Can China contain the microblog?

Social networking sites are under increasing pressure in China. Someone seems to have realized just how difficult they are to monitor when it comes to breaking news.

Twitter and Facebook have been inaccessible for a while; next to go dark was Fanfou, a Chinese service offering microblogging services like Twitter’s, which became unavailable in China shortly after this month’s unrest in Xinjiang, according to international news reports. The Associated Press said that Digu and Zuosa, also microblogging platforms, closed on Tuesday, citing maintenance needs.
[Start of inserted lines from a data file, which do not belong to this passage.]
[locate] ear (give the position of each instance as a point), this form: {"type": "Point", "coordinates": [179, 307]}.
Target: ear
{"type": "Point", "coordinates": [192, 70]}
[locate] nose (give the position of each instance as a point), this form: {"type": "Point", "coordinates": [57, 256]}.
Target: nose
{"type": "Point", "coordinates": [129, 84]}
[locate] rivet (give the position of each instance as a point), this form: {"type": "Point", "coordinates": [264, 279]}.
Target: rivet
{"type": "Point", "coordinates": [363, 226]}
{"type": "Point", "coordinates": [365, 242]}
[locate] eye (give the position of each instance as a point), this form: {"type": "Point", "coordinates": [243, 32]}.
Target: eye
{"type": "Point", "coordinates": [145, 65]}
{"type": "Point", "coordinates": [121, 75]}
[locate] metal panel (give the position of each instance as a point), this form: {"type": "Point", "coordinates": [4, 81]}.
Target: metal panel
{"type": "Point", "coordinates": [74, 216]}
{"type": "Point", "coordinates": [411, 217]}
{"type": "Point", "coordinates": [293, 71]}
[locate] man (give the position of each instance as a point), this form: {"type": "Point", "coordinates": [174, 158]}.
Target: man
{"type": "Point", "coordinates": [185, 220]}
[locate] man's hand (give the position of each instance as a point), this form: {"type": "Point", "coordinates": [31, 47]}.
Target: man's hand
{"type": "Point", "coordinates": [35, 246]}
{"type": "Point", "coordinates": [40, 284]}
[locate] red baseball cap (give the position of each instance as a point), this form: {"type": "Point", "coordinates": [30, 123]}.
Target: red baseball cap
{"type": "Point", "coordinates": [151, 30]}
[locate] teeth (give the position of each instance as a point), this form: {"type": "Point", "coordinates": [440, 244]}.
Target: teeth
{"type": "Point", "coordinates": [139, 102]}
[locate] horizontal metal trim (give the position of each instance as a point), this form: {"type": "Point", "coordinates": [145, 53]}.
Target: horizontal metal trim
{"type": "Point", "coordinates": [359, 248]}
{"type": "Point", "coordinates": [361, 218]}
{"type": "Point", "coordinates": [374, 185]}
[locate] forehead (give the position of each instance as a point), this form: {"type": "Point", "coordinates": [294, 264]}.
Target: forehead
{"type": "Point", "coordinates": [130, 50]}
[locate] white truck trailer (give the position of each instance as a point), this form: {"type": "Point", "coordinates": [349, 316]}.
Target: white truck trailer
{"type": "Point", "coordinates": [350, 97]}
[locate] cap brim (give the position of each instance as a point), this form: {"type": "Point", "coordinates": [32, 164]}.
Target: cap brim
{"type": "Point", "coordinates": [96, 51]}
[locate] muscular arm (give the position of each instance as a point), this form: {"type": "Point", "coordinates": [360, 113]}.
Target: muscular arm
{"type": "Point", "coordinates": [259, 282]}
Online security was tight across the board today, AP reported. The technology news sites of two popular Internet portals, Sina and Netease, were also down for several hours after posting stories on a corruption probe into a company formerly overseen by President Hu Jintao’s son. The Berkeley, California-based China Digital Times has posted a censorship notice the Central Propaganda Department apparently sent to all online news providers regarding the subject.

With government censors as keen as ever, it might seem inevitable that the upstart microblogging community–the format went mainstream in China in June, according to the media analysis blog Danwei–would run into trouble. On the other hand, Internet bulletin boards, blogs, and other, similarly fluid forums, while subject to deletion and monitoring, still thrive on the Chinese Web as a rich source of opinion and information exchange. It will be interesting to see whether microblogs will be able to negotiate their own space in the well-policed online world in China.